Sophia AI - System Overview & Architecture
Introduction
Sophia is an advanced AI service developed by SoftInstigate. It leverages Large Language Models (LLMs) with Retrieval-Augmented Generation (RAG) to provide intelligent support services for organizations and educational institutions.
System Architecture
The system consists of two main components:
Backend (sophia-restheart)
-
Built on RESTHeart framework
-
Java 21 with Maven build system
-
Integration with AWS Bedrock using Claude model by Anthropic
-
MongoDB database for data persistence
-
Vector store for embedding storage and semantic search
-
LangChain4j integration for AI/ML operations
Frontend (sophia-web)
-
Angular web application
-
Responsive design with customizable themes
-
Real-time chat interface
-
Multi-language support (Italian/English)
-
Embeddable via iframe
Key Features
AI-Powered Conversations
Sophia utilizes the Claude model from AWS Bedrock to deliver intelligent, context-aware conversations. The system implements a Retrieval-Augmented Generation (RAG) approach that combines real-time document retrieval with advanced language processing to provide accurate and relevant responses. Administrators can customize prompt templates to tailor the AI’s behavior and tone to specific use cases, while the system maintains conversation context through intelligent chat history management.
Knowledge Base Management
The platform supports comprehensive document management with compatibility for multiple file formats including TXT, MD, PDF, and HTML documents. Documents are automatically processed through vector embeddings to enable sophisticated semantic search capabilities. The system performs intelligent document segmentation and indexing, while implementing tag-based content partitioning that allows administrators to control access to specific information sets based on user roles and permissions.
Security & Authentication
Security is implemented through robust JWT-based authentication mechanisms that ensure secure API token validation across all system interactions. The platform provides domain-specific knowledge base access controls, allowing organizations to segment information based on user groups or departments. Comprehensive user session management ensures secure and reliable access while maintaining audit trails for administrative oversight.
Real-time Communication
The system delivers seamless real-time communication through WebSocket-based messaging infrastructure. MongoDB Change Streams provide live updates that ensure users receive immediate responses as they’re generated. The platform supports streaming response delivery that allows users to see AI responses as they’re being composed, while comprehensive connection status monitoring ensures reliable communication channels.
Technical Stack
Backend Technologies
The backend infrastructure is built on RESTHeart framework running on Java 21, providing a robust and scalable foundation for enterprise applications. The system utilizes MongoDB as its primary database with full Atlas compatibility for cloud deployments. AI and machine learning capabilities are powered by LangChain4j 0.36.2, which integrates seamlessly with AWS Bedrock to access the Claude language model. The application is built and managed using Maven, while security is handled through comprehensive JWT authentication mechanisms.
Frontend Technologies
The user interface is developed using Angular framework with TypeScript for type-safe development and enhanced maintainability. Styling is implemented through SCSS for advanced CSS preprocessing capabilities. The system incorporates ngx-markdown with PrismJS integration for sophisticated text rendering and code highlighting. FontAwesome provides comprehensive iconography throughout the interface, while the entire frontend build process is managed through Angular CLI for streamlined development and deployment workflows.
Deployment Architecture
Production Deployment
Sophia is designed for flexible deployment scenarios, supporting both cloud-native and on-premises installations. The system can be deployed using Docker containers for consistent environments across development, staging, and production. Load balancing capabilities ensure high availability and optimal performance under varying user loads.
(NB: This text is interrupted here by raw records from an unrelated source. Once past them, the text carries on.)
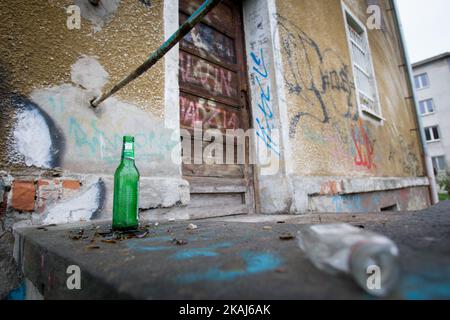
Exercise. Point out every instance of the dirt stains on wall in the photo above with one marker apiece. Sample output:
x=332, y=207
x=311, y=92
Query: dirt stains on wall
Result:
x=37, y=50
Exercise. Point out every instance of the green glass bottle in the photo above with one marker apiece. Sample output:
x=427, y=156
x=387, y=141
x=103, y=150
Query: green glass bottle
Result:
x=126, y=190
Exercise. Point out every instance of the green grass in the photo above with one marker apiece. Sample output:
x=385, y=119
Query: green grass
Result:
x=443, y=197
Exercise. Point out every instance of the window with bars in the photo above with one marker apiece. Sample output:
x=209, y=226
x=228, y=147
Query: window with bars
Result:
x=432, y=134
x=366, y=89
x=439, y=163
x=421, y=81
x=426, y=107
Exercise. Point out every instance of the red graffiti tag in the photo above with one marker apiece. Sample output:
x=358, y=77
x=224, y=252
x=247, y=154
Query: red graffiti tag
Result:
x=194, y=110
x=364, y=147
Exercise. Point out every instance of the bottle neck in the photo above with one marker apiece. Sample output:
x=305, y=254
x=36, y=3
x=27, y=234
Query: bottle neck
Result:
x=128, y=152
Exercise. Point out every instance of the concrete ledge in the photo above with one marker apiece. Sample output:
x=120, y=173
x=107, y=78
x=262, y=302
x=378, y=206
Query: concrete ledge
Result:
x=303, y=188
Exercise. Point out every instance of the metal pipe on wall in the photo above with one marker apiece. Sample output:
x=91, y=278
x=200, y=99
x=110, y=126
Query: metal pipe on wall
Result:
x=184, y=29
x=427, y=159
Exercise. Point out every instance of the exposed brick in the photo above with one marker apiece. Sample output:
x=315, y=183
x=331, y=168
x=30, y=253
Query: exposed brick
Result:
x=4, y=204
x=42, y=183
x=23, y=195
x=71, y=184
x=48, y=192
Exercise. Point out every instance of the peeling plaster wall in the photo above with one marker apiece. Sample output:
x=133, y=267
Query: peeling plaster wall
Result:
x=37, y=55
x=301, y=74
x=49, y=74
x=327, y=134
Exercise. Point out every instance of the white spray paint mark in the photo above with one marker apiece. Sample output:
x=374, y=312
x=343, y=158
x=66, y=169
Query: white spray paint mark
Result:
x=32, y=138
x=93, y=139
x=89, y=73
x=78, y=209
x=98, y=15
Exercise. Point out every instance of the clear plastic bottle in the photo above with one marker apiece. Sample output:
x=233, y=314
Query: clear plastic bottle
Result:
x=342, y=248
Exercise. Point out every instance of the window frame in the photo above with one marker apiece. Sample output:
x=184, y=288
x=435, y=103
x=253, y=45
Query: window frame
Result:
x=418, y=77
x=364, y=112
x=432, y=134
x=427, y=113
x=435, y=160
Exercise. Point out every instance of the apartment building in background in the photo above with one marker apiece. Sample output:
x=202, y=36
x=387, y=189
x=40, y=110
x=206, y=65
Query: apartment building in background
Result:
x=334, y=126
x=432, y=83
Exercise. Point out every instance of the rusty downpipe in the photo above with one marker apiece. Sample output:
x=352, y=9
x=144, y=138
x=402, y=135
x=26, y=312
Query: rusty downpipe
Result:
x=427, y=159
x=184, y=29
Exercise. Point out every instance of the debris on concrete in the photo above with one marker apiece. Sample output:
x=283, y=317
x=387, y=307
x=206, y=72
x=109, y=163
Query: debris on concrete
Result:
x=287, y=236
x=192, y=226
x=343, y=248
x=179, y=242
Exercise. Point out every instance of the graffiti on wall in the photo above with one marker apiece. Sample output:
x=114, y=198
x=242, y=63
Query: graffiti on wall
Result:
x=194, y=109
x=215, y=44
x=202, y=74
x=56, y=127
x=264, y=118
x=363, y=146
x=318, y=76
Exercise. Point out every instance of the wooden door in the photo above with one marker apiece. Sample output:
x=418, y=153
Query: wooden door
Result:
x=213, y=94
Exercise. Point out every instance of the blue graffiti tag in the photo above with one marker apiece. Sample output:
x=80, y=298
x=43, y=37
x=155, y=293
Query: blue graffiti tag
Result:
x=254, y=263
x=201, y=252
x=264, y=123
x=108, y=145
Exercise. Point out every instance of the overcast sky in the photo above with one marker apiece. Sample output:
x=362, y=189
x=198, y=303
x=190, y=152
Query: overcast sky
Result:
x=426, y=25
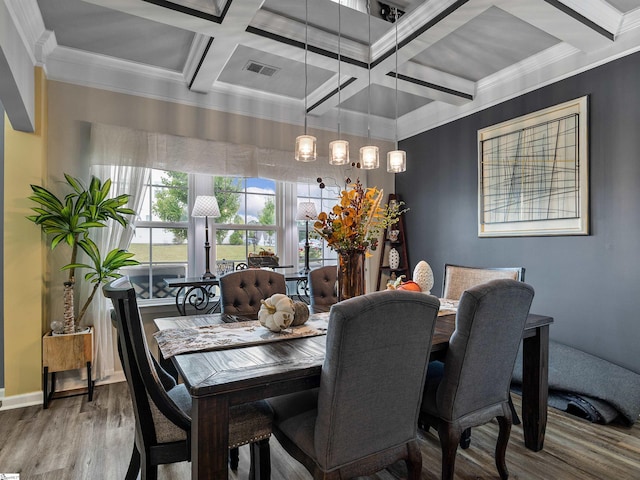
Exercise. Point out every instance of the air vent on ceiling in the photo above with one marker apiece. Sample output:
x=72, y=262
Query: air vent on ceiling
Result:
x=260, y=68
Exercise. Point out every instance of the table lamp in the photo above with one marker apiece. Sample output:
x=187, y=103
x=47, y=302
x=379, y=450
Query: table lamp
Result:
x=306, y=211
x=206, y=206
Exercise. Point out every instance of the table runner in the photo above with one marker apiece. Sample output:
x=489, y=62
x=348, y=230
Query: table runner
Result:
x=174, y=341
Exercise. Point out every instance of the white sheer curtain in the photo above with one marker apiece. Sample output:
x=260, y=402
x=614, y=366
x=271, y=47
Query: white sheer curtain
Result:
x=126, y=157
x=115, y=164
x=194, y=155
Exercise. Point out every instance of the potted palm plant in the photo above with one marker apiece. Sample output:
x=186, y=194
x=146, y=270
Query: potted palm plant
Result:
x=71, y=220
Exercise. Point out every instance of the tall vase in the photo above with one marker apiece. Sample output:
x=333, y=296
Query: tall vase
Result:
x=350, y=274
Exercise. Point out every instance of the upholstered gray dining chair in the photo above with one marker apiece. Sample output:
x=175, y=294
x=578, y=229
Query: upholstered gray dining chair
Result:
x=458, y=278
x=162, y=408
x=364, y=415
x=323, y=291
x=473, y=388
x=242, y=290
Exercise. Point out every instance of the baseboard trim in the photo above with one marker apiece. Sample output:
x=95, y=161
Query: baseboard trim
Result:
x=36, y=398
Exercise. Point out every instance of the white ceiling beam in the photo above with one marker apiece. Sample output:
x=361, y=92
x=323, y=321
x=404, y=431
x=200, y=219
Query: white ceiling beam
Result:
x=546, y=17
x=228, y=35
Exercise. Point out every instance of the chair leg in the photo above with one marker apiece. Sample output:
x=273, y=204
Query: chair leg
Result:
x=501, y=446
x=465, y=439
x=449, y=440
x=260, y=468
x=514, y=414
x=234, y=458
x=414, y=461
x=134, y=464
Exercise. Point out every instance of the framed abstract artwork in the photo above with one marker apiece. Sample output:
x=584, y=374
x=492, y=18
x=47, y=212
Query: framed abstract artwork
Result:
x=533, y=176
Scalability Considerations
The architecture supports horizontal scaling through MongoDB clustering and RESTHeart’s stateless design. Vector search capabilities scale with document volume, while the frontend can be served via CDN for global performance optimization.
Integration Points
The system provides multiple integration options including REST API endpoints for backend integration, WebSocket connections for real-time features, and iframe embedding for frontend integration. Authentication can be integrated with existing organizational systems through JWT token validation.